We are at the penultimate minute before Iran effectively becomes the next North Korea. Current American policy makers are fully aware of the urgency arising from this looming tipping point whereby the expected benefits begin to exceed the costs of the Iranian nuclear project. To prevent this scenario from becoming reality, the Americans are exploring every avenue to quickly and radically increase the costs of Iran’s atomic ambitions. US Secretary of State Mike Pompeo laid out, on May 21, a comprehensive strategy targeting Iran’s nuclear and regional ambitions. He also recently set up an Iran Action Group which would further develop the strategic planning for increasing the pressure against Iran and to coordinate various US actions to that end.

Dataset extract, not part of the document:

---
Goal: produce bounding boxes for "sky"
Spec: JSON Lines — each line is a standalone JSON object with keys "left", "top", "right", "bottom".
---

There is reason to believe that extensive and multi-faceted pressure exerted on Iran may be bearing fruit. US sanctions are now being introduced where Iran is most vulnerable, for example the energy and transport sectors, as well as blocking international currency transactions with Teheran. These steps are designed to push Iran’s leadership to recalculate the costs and benefits of their current course, especially as internal dissent mounts. Increasing the costs in all forms to yet-to-be seen levels may yet force Iran to relinquish or postpone indefinitely its nuclear dream – which is an atomic nightmare for the rest of the world on numerous levels.
All responsible international players, Australia included, should be joining in and working together to raise the cost for Iran’s nuclear adventure as much as possible. And they need to think about how this should be done right now, before it’s too late.
Dr. Ran Porat lectures on Middle East studies at Monash University and is a researcher at the Australian Centre for Jewish Civilisation.